Saturday, February 19, 2011
Pirate sources in the nearby pirate lair of Hobyo, off the shores of which most of the 40-plus vessels currently hijacked are now anchored, said Shebab fighters in Harardhere were asking for 20 percent of the ransom payments.
Local businessmen who finance part of the pirates' operating costs in exchange for a share of the ransoms refused, resulting in the arrest of four of them by the Shebab.
"The Islamists have arrested four of our investors.

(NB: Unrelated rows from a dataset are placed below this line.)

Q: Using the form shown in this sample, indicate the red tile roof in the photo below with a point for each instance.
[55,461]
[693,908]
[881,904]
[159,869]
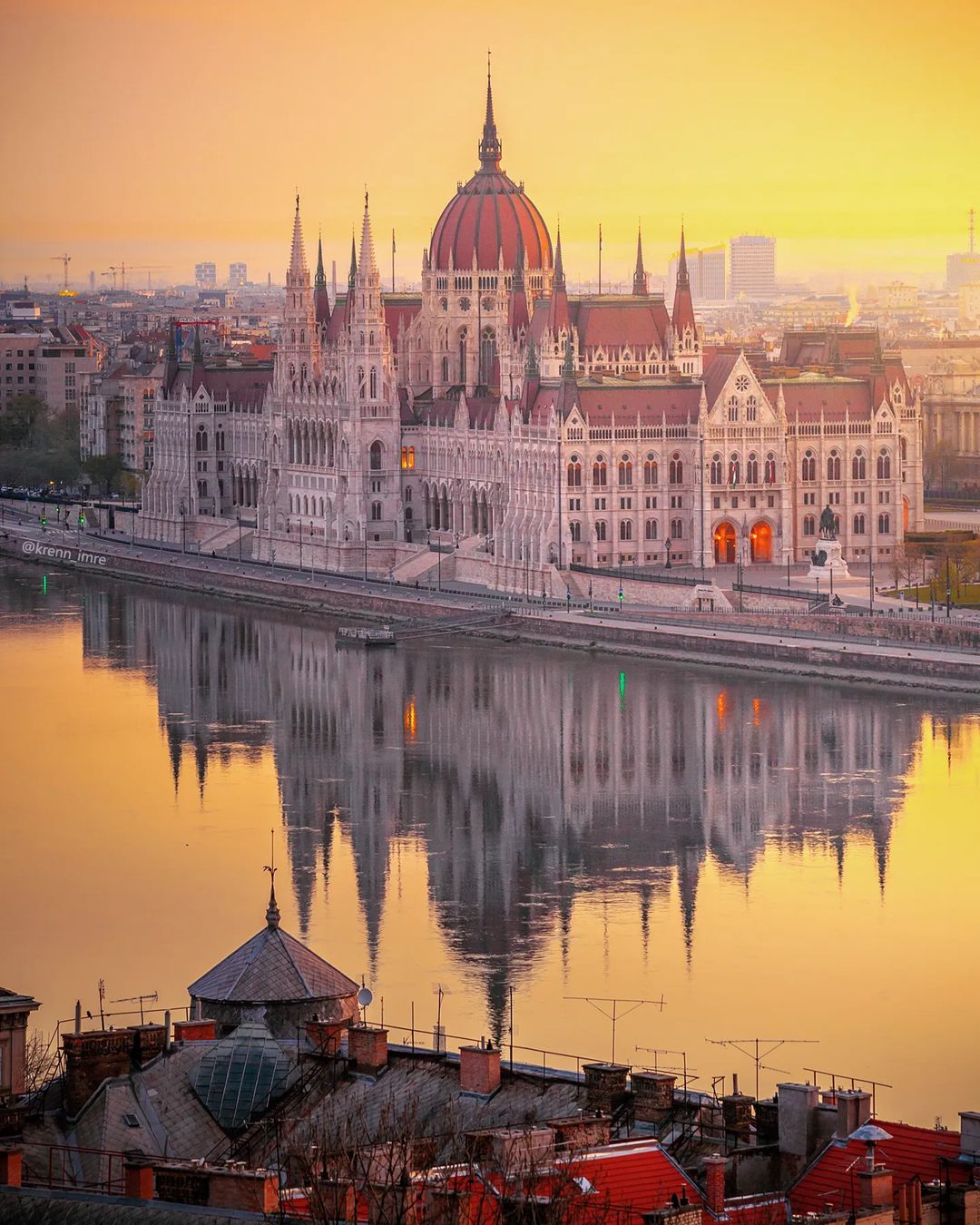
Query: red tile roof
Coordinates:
[913,1152]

They asked for a 20-percent share of ransoms expected to be paid for ships held off Harardhere, but the investors rejected the demand," Abdi Yare, a Hobyo pirate chief, said.
"There were around nine ships -- three of them big ones -- held off Harardhere but the ships started shifting from the area because of the disputes," he told AFP.
Hobyo, north of Harardhere, is controlled by clans hostile to the Shebab.
Abdikarim Moalim, a fisherman near Hobyo, said one of the ships that left Harardhere because of the argument anchored off Hobyo late Thursday.
He said the hijacked vessels held off Harardhere, the small town where modern Somali piracy originated in 2003-2004, were being moved north to Hobyo and Labad.
Another pirate who asked not to be identified also confirmed the arrests.
The Shebab, who control most of south and central Somalia, were initially opposed to piracy, arguing it is outlawed under Islam.
Piracy operations have however been conducted from Shebab-controlled areas recently, suggesting some form of arrangement between the two sides.
The Shebab have failed to break the back of the transitional federal government in Mogadishu despite a two-year-old offensive and are constantly looking for new sources of funding.
So far, there has been no evidence however of Shebab fighters actively conducting piracy operations or benefiting from piracy in any other way than by charging a "docking fee" to pirates active in areas they control.